Just another free Blogger theme

Selasa, 05 Januari 2021

 


Gue sadar. Sadar banget. Orang bilang, gak ada pengaruh setetes alkoholpun kepada pikiran ini. Gue benar-benar dalam keadaan sadar 100 %. Tetapi, inilah masalah gue saat ini, disebut sadar, tetapi tidak melakukan Tindakan yang nyata, sesuai dengan kesadaran waktu itu.

Ini pun, bukan masalah hipnotis. Karena memang, gue masih sadar. Gue sadar, dan terasa banget, kalau telunjuk ini digigit, akan terasa  nyeri. Nyata, sakitnya. Tetapi, sekali lagi, gue termasuk orang yang sulit dipahami, mengapa, hal itu dibiarkan terjadi.

Untuk dongeng ini, gue gak peduli, kebenaran waktunya. Entah tahun berapa terjadinya, entah kapan terjadi. Semua itu, bagi gue sih gak prinsip. Karena emang, gue bukan seorang arsiparis atau seorang historian, yang amat sangat peduli pada angka, waktu dan tempat. Gue bukanlah mereka, dan mereka pun bukanlah gue.

Hal prinsip yang gue pahami saat ini, adalah konteks peristiwanya. Konteksnya itulah yang tidak akan terlupakan, sampai kapanpun.

Andaipun ada proses reinkarnasi tujuh siklus, rasa-rasanya, konteks kejadian ini, tidak bisa dilupakan, dan tak akan terlupakan.

Lha, emang konteks apa yach ?

Di awal kisah. Saat gue bermaksud untuk menjadi seorang Openbare Ambtenaren. Keren kan, gue tahu istilah ini.  Openbare Ambtenaren adalah sebutan di masa itu, zaman Belanda masih bercokol di  negeri yang indah ini. Kalau Bahasa kita hari ini, Openbare Ambtenaren adalah seorang pejabat public (public service).

Kenapa juga, harus menggunakan istilah itu, bukankah di negeri kita pun, sudah ada padaban katanya ?

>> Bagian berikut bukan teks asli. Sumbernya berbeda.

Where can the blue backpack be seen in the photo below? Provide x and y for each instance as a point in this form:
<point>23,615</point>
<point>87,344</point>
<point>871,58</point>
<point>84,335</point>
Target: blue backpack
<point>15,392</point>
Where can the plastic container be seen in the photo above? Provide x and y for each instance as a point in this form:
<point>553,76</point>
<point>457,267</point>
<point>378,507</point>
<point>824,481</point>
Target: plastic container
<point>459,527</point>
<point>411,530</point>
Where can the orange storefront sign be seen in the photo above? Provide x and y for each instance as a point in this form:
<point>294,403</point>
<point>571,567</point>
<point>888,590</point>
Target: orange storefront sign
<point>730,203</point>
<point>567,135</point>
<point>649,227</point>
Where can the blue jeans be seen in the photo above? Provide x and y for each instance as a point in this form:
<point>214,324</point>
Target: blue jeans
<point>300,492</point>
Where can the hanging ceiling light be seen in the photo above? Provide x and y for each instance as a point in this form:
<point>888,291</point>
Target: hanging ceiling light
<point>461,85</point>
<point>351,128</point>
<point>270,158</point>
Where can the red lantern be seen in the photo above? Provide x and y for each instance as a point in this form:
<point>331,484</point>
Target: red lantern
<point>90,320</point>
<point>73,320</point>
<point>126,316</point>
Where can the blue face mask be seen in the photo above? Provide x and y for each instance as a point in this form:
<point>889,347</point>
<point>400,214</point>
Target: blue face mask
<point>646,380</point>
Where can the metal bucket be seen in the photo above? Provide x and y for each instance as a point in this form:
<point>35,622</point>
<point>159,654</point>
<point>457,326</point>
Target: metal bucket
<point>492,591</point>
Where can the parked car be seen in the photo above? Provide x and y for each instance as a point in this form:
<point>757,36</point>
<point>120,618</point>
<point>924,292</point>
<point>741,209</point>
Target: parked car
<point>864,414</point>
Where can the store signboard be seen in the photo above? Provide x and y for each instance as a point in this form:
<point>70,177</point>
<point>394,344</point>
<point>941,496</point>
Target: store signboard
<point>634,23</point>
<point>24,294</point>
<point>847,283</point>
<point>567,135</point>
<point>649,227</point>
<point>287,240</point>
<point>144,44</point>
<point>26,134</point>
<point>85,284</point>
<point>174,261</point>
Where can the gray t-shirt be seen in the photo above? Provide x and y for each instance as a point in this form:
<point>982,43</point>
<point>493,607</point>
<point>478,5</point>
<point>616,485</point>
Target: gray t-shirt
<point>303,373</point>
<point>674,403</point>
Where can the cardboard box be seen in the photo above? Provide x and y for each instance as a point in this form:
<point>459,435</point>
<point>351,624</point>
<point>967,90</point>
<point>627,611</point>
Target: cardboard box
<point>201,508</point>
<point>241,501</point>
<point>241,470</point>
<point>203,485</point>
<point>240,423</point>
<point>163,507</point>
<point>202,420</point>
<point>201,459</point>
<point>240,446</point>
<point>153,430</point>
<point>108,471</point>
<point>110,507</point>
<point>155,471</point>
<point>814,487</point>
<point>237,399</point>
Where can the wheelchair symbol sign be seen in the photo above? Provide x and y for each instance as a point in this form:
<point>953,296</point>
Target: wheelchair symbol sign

Lha, kan biar kelihatn keren. Atau setidaknya, biar imajinasi pembaca, tidak tendensius ke arah ini, atau itu. Bila hal terakhir tadi terjadi, maka kisah ini tidak akan menarik lagi, dan bahkan cenderun menjadi delik aduan, yang bisa menyebabkan siapapun yang menuliskannya, akan terkena delik pidana atau perdata.

Tapi, tidak perlu  khawatir juga. Karena pengutupan Bahasa asing itu, hanya sekali ini saja, dan obrolan kiat berikutnya akan tetap menggunakan bahasa yang kita cintai ini.

Kalau dihitung dari sekarang, mungkin sekitar 11 tahunan yang lalu. Tepat  waktu kejadiannya, gue gak ingat lagi. Tebakan itu pun, mungkin, mungkin dalam arti sebuah perkiraan manusia awam saja. Kejadiannya, diduga di zaman itu, zaman kertasilitikum (eh, pembanding dengan zaman paleolitikum, atau sejenisnya).

 

-o0o

“Bos, lhu bantu gue dech di sini…?” ajak seniorku, saat gue main ke rumahnya.

Rumah dia berada sekitar 40 menit perjalanan roda empat, dengan kecematan antara 50-60 menit. Itu pun dengan catatan, tidak ada kemacetan, atau bocor ban di tengah jalan.

“aduh, gue belum bisa…” jawabku pendek.

“jangan gitu, lho kan sudah jadi Openbare Ambtenaren yang diupah besar oleh negara…?”

“iya sih, tapi, dapur gue belum bisa stabil…”

“emangnya, tunjangan dari negara di kemain ? lhu pake macam-macam di luar rumah ?” bentaknya.

“ngga lah…percayalah sama gue..”

“terus, dikemanain tuh gaji lu?”

“negara emang sedang peduli kepada pegawainya, tapi, belum merata..” komenku menimpali tanggapan dia. Komen ini, kemudian disambung dengan tangapan gue, mengenai ketidakjelasan standar pemilihan pegawai negara yang berhak mendapat  tunjangan.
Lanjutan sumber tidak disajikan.